Here is our current COVID-19 epidemiology (see below). Kingston is in a bubble with a low incidence of COVID-19 (28.7 cases/100,000 population), positioning us ideally to carefully reopen the city and university (in my personal opinion). In contrast, Toronto has a rate almost 10 times higher (262.5 cases/100,000 population). This is a reminder that realities and response to the pandemic can and should vary by location.

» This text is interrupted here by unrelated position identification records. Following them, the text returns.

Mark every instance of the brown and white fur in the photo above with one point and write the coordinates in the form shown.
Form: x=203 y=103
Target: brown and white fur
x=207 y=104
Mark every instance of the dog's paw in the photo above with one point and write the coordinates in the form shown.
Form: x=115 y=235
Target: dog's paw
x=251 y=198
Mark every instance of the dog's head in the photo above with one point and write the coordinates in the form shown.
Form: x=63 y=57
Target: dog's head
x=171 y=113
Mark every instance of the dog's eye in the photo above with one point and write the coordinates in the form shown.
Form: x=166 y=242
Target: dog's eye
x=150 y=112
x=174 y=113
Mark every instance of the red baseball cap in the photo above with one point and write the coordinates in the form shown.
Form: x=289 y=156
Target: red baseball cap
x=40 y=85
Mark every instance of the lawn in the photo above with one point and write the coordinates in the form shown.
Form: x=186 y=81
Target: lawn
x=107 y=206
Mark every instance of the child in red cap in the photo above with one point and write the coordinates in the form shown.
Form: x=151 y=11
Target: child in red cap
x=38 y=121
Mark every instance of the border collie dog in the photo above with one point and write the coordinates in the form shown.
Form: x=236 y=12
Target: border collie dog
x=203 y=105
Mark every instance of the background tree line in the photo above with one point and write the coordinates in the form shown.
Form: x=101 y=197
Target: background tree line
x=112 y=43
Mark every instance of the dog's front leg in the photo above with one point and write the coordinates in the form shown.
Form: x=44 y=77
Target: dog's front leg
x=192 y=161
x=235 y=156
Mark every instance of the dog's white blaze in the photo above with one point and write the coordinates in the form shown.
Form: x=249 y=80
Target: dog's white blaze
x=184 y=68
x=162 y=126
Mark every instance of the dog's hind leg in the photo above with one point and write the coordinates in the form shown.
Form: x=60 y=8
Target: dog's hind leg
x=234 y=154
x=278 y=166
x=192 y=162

Certainly some universities outside Canada, like Notre Dame University, are choosing to fully open in the fall. The Indiana State Department of Health reports 1,678 deaths (not cases) as of mid May 2020. Some of these schools are in locations with much higher disease prevalence than Queen’s. The leaders of these schools are not ignorant of the risks nor are their heads in the sand. They recognize the risk but choose to accept and mitigate it. The Notre Dame principal equivalent, Rev John Jenkins, compared reopening the campus to, “assembling a small city of people from many parts of the nation and the world, who may bring with them pathogens to which they have been exposed.” Here is a list of other schools that plan on opening this fall- it includes respected institutions, like Harvard University.

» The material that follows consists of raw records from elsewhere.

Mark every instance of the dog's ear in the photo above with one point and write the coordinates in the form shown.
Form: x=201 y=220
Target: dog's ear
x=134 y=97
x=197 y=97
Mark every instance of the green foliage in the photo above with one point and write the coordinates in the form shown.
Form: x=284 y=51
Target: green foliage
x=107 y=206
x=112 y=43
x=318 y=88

The decision to reopen for in-person classes should of course reflect local epidemiology. However, if the local prevalence is low, then with attention to nonpharmacological interventions (students in shifts, single occupancy rooms, smaller class room size and testing with quarantine of the sick) a return to something nearer normal is possible. Canadian society will need to accept that there will soon come a day when we collectively and individually need to balance risks and benefits of increased association. It is unlikely that there will be a COVID-19 vaccine in 1 year. It is also unlikely the disease will disappear, despite wishful thinking by some. Thus, society will need to balance the need for education of our young people and the restoration of commerce with a reduced, but non-zero, risk of localized COVID-19 outbreaks on campus. I hope that Canadian universities can build on the study that Dr. Vanner and colleagues are championing and get Canada’s university students back on campus in the fall.